The mechanisms of the persistence, decline and local extinction of fire sensitive fauna, following early dry season prescribed burning

  • Stephen Murphy, Australian Wildlife Conservancy, Australia
  • One of northern Australia’s most pressing environmental problems is unmanaged fire. The current paradigm steering fire management is that there has been an increase in the intensity, frequency and scale of fires since the cessation of traditional Aboriginal burning. Of particular concern are late dry season fires, which are perceived to be more intense, (and therefore more damaging), and cover wider areas. To combat these fires, land managers have long advocated the need to frequently burn large areas of the landscape early in the dry season (March-May), to break-up fuel loads.

    However, despite being such an important tool for such a critical conservation issue, the ecological effects of early dry season burning are poorly understood.
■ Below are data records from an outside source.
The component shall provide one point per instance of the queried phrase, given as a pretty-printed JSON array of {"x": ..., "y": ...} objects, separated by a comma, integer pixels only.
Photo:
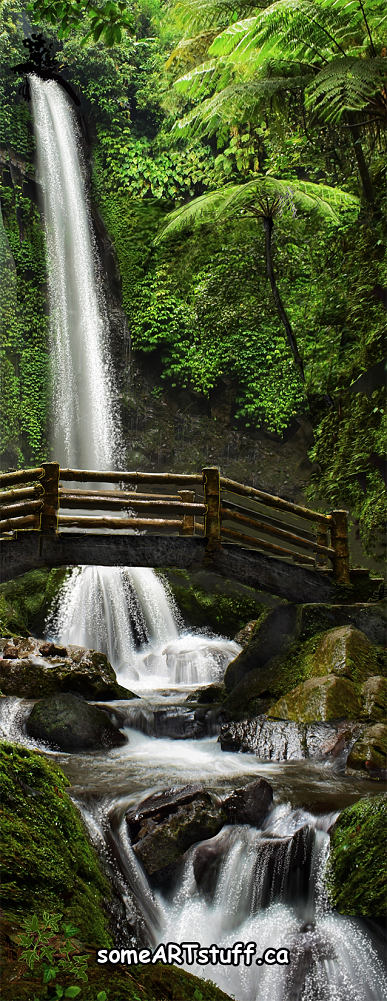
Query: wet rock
[
  {"x": 249, "y": 805},
  {"x": 346, "y": 653},
  {"x": 374, "y": 696},
  {"x": 34, "y": 669},
  {"x": 207, "y": 860},
  {"x": 166, "y": 825},
  {"x": 70, "y": 724},
  {"x": 272, "y": 636},
  {"x": 288, "y": 741},
  {"x": 356, "y": 874},
  {"x": 319, "y": 699},
  {"x": 369, "y": 753}
]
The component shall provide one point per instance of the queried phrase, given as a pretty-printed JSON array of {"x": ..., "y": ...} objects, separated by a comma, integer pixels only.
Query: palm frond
[
  {"x": 234, "y": 199},
  {"x": 346, "y": 84}
]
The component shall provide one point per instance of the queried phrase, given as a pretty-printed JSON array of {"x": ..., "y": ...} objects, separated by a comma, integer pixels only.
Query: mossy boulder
[
  {"x": 356, "y": 874},
  {"x": 319, "y": 699},
  {"x": 32, "y": 669},
  {"x": 207, "y": 600},
  {"x": 369, "y": 753},
  {"x": 48, "y": 863},
  {"x": 374, "y": 698},
  {"x": 70, "y": 724},
  {"x": 26, "y": 601}
]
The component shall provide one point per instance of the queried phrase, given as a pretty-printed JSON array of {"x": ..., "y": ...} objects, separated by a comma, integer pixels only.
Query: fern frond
[
  {"x": 232, "y": 199},
  {"x": 347, "y": 84}
]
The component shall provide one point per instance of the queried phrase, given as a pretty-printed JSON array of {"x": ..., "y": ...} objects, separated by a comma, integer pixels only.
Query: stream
[{"x": 260, "y": 893}]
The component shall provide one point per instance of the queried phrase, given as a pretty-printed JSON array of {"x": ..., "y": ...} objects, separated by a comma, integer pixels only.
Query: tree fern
[
  {"x": 261, "y": 195},
  {"x": 346, "y": 84}
]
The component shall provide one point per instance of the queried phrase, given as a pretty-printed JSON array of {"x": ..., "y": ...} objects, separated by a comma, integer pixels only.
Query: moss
[
  {"x": 357, "y": 869},
  {"x": 26, "y": 601},
  {"x": 47, "y": 861},
  {"x": 213, "y": 603}
]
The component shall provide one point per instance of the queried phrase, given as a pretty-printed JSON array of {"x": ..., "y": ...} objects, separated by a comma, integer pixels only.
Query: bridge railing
[{"x": 51, "y": 499}]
Fire ecology studies to date have focused on the patterns of species’ responses to different fire treatments. While these phenomenological studies have revealed some important results (e.g. the fire sensitivity of mammals, regardless of the time of year fires occur), they have done little to advance our understanding of the mechanisms of species’ responses to fire. Consequently, as land managers we are still poorly placed to judge the relative merits of early dry versus late dry season burning.

    I present results of a study investigating the mechanistic effects of prescribed burning on fire sensitive fauna. I have used red-backed fairy-wrens as a model to examine the precise mechanisms behind why population persist, decline or go extinct. Here I describe the short-term effects of prescribed burning, including immediate post-fire survival, changes to individual fitness, changes in territory size and shape, impacts on habitat use, and the effects on pair maintenance and social interactions. This work is part of an on-going project that will compare these early dry season prescribed fires to late dry season wildfires. These future directions will also be presented.